Amoma is a travel e-commerce website. We offer hotels to consumers via direct traffic and price comparison websites, and to travel agents and tour operators. We’re a fast growing company, and the IT department has multiple software and infrastructure projects running in parallel.
Our systems are complex, and we have a lot of challenges surrounding the high load nature of the business. We write object oriented, unit & functionally tested code, and deploy to build, test, preprod and production using Jenkins for Continuous Integration and Continuous Deployment. We deploy automatically to production on (at least) daily basis. We have both a classic datacentre running Debian servers over XenServer hypervisors, and are migrating increasing amounts of our servers and services to AWS.
We use Zabbix, Graylog2, site24x7 and some internal developed tools to monitor production, and have a ”fix first, fix once” policy – we ensure that any error that occurs is fixed, the solution automated and monitored so that we never have to worry about it again.

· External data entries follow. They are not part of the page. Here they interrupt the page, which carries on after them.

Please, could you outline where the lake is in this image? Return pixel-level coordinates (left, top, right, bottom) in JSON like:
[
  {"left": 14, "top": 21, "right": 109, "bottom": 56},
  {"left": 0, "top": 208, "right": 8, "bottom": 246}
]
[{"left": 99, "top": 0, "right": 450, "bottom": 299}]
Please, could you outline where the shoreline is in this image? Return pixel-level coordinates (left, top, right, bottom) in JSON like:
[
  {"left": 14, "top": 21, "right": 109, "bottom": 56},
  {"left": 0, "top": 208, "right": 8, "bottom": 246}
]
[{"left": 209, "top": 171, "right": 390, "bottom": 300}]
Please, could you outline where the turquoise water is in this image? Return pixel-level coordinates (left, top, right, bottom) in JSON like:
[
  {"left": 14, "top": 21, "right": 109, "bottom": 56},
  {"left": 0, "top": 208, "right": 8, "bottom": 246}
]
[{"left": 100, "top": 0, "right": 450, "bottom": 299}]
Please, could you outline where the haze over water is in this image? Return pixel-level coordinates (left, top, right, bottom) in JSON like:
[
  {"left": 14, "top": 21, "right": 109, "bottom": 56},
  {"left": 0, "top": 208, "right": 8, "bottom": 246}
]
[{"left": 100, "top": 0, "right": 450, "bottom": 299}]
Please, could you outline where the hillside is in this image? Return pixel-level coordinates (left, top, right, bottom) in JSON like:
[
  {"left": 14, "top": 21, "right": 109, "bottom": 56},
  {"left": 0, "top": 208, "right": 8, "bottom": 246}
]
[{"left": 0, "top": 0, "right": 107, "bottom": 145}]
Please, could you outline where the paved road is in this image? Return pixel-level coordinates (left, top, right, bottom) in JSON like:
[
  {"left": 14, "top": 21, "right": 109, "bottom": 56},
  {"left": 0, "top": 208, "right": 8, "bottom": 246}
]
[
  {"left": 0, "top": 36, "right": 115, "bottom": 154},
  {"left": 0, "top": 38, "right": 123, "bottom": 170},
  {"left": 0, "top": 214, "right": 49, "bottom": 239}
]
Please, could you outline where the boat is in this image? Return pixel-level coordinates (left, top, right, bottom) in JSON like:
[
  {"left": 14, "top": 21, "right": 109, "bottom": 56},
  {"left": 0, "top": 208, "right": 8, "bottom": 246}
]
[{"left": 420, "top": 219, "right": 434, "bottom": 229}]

If you want to start building infrastructure-as-code, and want to work in an environment where the aim is you will never log on to a server, then this role is for you. You will be creating servers and systems using Salt Stack, TestInfra, Terraform and Jenkins. You will be researching an implementing systems using the latest software and services within AWS and our Data Centre.
The level of complexity in our infrastructure and involved in our new projects is motivating us to evolve. Here’s a list of projects that we are working on at the moment:
· Moving parts of our heavy-computing infrastructure into AWS. This will be setup using fully automated provisioning, with all infrastructure and code elements fully tested using continuous integration. It will scale automatically using a custom-designed rules engine, and be entirely fault tolerant.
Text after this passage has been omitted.